Citigroup in April said profit more than doubled as the global economic rebound trimmed costs for bad loans and the value of subprime-mortgage bonds increased. Vikram Pandit, CEO of the New York-based bank, said in February that 2010 may show the “earnings potential of the new Citi.”

Bank of America shares have gained 20 percent this year. Citigroup shares have added 33 percent.

McGregor of Oakmark said his Chicago-based fund is designed for conservative investors and that the uncertainty and lack of transparency in the financial industry made most of the stocks too risky for his shareholders.

“Of course, if we’d bought Citigroup at $1 we’d be big heroes,” said McGregor in a telephone interview.

Citigroup closed at $4.41 yesterday in New York Stock Exchange composite trading.

Under portfolio manager Robert Rodriguez, the $1.1 billion FPA Capital Fund returned 15 percent a year for the 25 years ended March 31, best among U.S. diversified mutual funds, according to Morningstar.

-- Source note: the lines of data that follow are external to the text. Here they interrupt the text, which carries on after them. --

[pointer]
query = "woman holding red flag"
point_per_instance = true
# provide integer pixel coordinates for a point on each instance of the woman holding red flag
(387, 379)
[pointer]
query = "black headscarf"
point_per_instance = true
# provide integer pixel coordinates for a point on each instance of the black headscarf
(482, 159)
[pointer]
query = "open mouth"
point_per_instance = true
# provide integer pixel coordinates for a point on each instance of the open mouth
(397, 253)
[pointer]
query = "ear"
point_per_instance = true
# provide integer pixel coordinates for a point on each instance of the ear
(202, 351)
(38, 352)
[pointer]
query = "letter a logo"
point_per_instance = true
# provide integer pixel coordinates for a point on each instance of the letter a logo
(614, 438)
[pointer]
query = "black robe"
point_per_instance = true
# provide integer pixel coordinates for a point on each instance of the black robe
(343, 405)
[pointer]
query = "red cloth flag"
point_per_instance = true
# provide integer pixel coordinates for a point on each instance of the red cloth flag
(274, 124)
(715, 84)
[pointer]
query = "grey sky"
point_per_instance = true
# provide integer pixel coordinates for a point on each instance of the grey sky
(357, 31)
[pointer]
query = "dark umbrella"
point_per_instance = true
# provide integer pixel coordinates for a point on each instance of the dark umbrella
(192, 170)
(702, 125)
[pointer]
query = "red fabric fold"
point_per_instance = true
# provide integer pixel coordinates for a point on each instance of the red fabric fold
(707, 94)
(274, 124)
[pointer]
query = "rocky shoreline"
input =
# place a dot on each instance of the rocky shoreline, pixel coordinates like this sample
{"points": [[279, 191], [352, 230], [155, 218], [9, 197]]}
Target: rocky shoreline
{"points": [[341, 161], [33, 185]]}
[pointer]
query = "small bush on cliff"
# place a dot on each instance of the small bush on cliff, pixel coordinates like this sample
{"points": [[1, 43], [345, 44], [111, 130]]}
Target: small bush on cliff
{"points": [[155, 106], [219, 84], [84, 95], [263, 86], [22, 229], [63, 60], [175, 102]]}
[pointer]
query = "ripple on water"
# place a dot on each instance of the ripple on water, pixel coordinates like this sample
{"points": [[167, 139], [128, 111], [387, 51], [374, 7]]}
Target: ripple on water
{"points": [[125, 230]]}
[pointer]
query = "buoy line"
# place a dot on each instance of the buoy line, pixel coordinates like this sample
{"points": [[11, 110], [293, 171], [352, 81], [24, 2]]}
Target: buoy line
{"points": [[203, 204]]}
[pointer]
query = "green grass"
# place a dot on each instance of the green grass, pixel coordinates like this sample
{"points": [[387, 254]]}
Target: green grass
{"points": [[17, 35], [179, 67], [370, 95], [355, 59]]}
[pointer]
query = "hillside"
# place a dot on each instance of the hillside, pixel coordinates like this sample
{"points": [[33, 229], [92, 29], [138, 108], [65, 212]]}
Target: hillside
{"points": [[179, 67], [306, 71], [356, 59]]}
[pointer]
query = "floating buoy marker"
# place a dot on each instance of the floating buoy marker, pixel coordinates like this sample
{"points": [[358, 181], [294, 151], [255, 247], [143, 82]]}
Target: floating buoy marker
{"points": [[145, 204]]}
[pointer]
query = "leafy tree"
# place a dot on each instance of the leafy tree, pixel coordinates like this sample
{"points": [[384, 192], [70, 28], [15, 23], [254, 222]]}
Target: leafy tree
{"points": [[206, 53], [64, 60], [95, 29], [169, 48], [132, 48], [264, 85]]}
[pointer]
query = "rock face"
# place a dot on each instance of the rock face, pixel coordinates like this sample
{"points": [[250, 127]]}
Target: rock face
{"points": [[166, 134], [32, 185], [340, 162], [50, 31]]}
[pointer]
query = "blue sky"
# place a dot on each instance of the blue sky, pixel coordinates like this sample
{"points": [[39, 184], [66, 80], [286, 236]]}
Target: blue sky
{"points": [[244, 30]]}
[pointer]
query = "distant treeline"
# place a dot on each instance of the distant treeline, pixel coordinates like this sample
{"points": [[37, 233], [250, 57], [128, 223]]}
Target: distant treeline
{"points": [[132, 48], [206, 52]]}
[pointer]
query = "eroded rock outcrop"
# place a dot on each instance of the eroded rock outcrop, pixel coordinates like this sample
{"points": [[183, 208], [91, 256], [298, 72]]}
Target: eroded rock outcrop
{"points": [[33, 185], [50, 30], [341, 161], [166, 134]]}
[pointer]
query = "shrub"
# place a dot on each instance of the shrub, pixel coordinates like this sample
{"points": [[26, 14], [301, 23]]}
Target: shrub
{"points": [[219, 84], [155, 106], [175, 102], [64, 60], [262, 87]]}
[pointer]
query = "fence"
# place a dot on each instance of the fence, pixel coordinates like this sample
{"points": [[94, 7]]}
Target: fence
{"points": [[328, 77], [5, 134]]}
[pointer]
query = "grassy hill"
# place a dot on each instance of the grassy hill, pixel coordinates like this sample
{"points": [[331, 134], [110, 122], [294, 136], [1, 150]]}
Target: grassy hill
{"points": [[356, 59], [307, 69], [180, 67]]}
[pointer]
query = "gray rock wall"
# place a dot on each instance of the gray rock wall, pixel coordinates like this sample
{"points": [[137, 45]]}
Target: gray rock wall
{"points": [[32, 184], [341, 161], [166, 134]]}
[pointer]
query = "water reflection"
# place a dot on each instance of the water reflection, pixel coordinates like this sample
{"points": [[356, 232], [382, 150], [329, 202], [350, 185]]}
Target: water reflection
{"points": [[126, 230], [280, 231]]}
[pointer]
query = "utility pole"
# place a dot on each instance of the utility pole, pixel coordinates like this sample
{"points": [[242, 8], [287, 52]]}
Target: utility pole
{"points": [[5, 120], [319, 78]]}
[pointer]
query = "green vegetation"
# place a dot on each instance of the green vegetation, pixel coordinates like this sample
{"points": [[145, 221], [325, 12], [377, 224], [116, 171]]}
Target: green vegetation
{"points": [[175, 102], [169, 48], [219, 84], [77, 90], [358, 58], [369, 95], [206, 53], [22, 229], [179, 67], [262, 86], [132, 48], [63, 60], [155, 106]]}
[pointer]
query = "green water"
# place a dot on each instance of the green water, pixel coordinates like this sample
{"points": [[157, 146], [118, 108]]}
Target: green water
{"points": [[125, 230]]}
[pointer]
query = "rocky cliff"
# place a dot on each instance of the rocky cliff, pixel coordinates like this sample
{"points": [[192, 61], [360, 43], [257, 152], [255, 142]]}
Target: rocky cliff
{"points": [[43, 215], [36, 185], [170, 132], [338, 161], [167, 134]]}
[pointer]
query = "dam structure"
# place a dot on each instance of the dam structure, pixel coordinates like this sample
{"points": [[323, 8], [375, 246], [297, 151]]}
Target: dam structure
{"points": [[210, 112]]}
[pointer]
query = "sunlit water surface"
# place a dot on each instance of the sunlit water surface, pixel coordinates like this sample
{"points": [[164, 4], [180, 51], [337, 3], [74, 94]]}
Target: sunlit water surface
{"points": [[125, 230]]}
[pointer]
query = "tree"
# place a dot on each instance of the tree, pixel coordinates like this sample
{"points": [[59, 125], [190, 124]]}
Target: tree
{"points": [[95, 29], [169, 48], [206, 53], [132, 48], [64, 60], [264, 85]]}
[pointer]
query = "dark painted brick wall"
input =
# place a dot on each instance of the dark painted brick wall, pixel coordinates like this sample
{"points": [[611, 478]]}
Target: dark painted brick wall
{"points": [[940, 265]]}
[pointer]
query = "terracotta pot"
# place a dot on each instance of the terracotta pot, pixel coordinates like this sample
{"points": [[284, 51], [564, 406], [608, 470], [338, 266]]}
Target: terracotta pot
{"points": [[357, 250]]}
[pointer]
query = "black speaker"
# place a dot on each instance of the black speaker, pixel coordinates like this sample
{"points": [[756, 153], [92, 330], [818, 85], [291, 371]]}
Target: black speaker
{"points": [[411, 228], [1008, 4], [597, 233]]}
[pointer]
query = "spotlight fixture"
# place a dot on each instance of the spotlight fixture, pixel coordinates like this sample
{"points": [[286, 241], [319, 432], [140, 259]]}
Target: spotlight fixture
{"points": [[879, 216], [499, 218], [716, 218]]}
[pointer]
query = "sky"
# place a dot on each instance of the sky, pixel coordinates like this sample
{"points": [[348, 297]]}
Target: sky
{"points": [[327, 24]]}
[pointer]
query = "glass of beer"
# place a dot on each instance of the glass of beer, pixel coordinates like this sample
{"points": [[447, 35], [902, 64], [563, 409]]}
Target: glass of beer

Rodriguez is on sabbatical this year and the Los Angeles-based fund is run by long-time deputies Dennis Bryan and Rikard Ekstrand.

Regulatory Uncertainty

FPA Capital owns one financial stock, Mercury General Corp., a Los Angeles auto insurer, Bryan said in a telephone interview. The fund has avoided banks because the prospect of changes in financial regulation has created too much risk.

“When we don’t understand what the rules are going to be, we don’t want to invest our clients’ capital,” said Bryan.

The legislation under consideration by Congress would set up a new regulator to guard consumers against deception in products such as mortgages and credit cards. It would also create a mechanism to dismantle failed financials firms and strengthen the oversight of derivatives such as the collateralized debt obligation at the center of the SEC’s April 16 suit against New York-based Goldman Sachs.

Mohamed El-Erian, CEO of Pacific Investment Management Co., has said that investors should think of banks as utilities because stricter regulation will mute their returns and limit their ability to use leverage. Pimco, based in Newport Beach, California, manages $1.1 trillion.

Berkowitz’s Six Picks

GMO’s Grantham last month recommended investors buy U.S. stocks with high, stable returns and low debt. The $15.2 billion GMO Quality Fund’s top 25 holdings didn’t include any financial stocks as of Nov. 30, Morningstar data show.

Banks and investment banks generally don’t meet the quality test because they use too much leverage and show uneven profits, said Lucas White, Boston-based GMO’s senior portfolio manager for quality strategies.

“Typically they attain high levels of profitability through increased risk-taking,” White wrote in an e-mail.

Berkowitz owns six financial stocks valued at about $3.9 billion, based on SEC filings. The fund had one such position as recently as Aug. 31 -- a $549 million stake in auto-lender AmeriCredit Corp. of Fort Worth, Texas. Berkowitz also holds the debt of financial firms including CIT and AIG.

CIT, the New York-based company that emerged from bankruptcy in December, is “in the sweet spot today,” as small businesses borrow money to participate in the economic recovery, Berkowitz said.

Shades of 1990s

AIG, the New York insurer divesting assets to repay a U.S. bailout, is turning the corner, Berkowitz said. “The government is going to make good money on AIG,” he said. The U.S. owns about 80 percent of AIG, Bloomberg data show.

AIG was cut to “underperform” April 27 at KBW Inc. by analyst Cliff Gallant, who said meeting government obligations will wipe out most of common shareholders’ value.

The current period is reminiscent of the early 1990s, said Berkowitz, when bank stocks fell under the weight of bad commercial real estate loans. As a money manager at Lehman Brothers Holdings Inc. in 1991, Berkowitz invested in San Francisco-based Wells Fargo & Co. after he concluded the bank would survive.

Wells Fargo shares climbed almost fivefold between Dec. 31, 1991, and Dec. 31, 1999, Bloomberg data show.

Even if the gains this time around aren’t as big, said Berkowitz, the basic historical pattern will hold.

“Every few years blue suede clogs show up again,” he said. “If you are young, you think it is something new. If you’re old, you know this is the third time around. It’s the same with bank crises.”